The next fastest truck, the F-150, had its problems at the start of the track rather than the end, thanks to its tire-frying wheel spin and bed-shaking wheel hop. Starting in 2nd gear via manual mode proved the smoothest way to harness the 3.5-liter EcoBoost's 420 pounds-feet of torque available at 2,500 rpm. Only then were we rewarded with a zero-to-60 time of 6.36 seconds and a quarter-mile in 14.8 seconds at 97.4 mph. We think a combination of the truck's fuel-saver Michelin Energy Saver tires and just how little the F-150 weighs might have made it a bear to launch; fuel-saver tires often place priority on low-rolling resistance over traction.
The rest of the pack was separated by just four-hundredths of a second in the zero-to-60 test, with the Tundra measuring 6.99 seconds, the Ram getting 7.01 seconds and the Silverado with its new, eight-speed automatic transmission clocking in at 7.03 seconds.
How They Drove Loaded
Adding 1,750 pounds of bagged rock salt over the rear axle helped equalize traction issues with the F-150, but traction wasn't everything that the F-150 needed to catch the Sierra. The Sierra hit 60 mph in 6.90 seconds with the 1,750-pound payload and did the quarter-mile in 15.3 seconds at 92.9 mph, while the F-150 did 60 mph in 7.21 seconds and the quarter-mile in 15.6 seconds at 90.8 mph. Here's a fun fact: The Sierra is faster loaded than the Toyota 5.7-liter, Silverado 5.3-liter and Ram 5.7-liter are empty. The Ford, however, had the least falloff in performance from empty to loaded in both zero-to-60-mph and quarter-mile times.
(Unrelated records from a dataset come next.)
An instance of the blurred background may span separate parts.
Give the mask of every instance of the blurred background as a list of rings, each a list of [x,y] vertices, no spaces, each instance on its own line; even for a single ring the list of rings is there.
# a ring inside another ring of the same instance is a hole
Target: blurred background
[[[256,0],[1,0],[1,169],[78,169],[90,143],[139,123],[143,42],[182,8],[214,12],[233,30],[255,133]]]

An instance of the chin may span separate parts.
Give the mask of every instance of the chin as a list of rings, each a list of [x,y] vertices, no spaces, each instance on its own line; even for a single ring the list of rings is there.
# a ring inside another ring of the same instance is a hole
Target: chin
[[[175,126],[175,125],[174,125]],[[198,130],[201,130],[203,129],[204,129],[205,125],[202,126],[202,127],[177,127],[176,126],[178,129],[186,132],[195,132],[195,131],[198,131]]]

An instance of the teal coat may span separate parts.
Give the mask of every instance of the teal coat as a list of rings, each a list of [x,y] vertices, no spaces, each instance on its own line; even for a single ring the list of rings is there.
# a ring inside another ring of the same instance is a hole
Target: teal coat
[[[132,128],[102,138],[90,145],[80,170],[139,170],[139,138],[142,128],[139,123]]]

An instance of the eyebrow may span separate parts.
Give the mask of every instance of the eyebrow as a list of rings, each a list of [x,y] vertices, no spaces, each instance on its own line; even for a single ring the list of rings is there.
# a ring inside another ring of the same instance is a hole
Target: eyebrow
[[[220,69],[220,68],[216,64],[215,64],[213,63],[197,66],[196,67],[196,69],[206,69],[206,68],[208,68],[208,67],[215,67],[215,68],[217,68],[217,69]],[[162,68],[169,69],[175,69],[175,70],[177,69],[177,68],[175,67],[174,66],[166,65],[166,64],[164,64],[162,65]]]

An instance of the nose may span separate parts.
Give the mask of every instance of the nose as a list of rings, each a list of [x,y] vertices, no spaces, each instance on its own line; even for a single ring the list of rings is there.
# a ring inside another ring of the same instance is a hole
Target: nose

Eight-speed automatic transmissions in the GMC, Chevrolet and Ram let those trucks pounce from a standing stop with aggressive ratios in 1st gear: 4.56 on the Chevrolet and the GMC, and 4.71 on the Ram. This "pop" off the line is more apparent with loaded with cargo where those trucks hide the weight very well. Once moving, though, you can't ignore how light the EcoBoost 3.5-liter makes 1,750 pounds feel in the bed.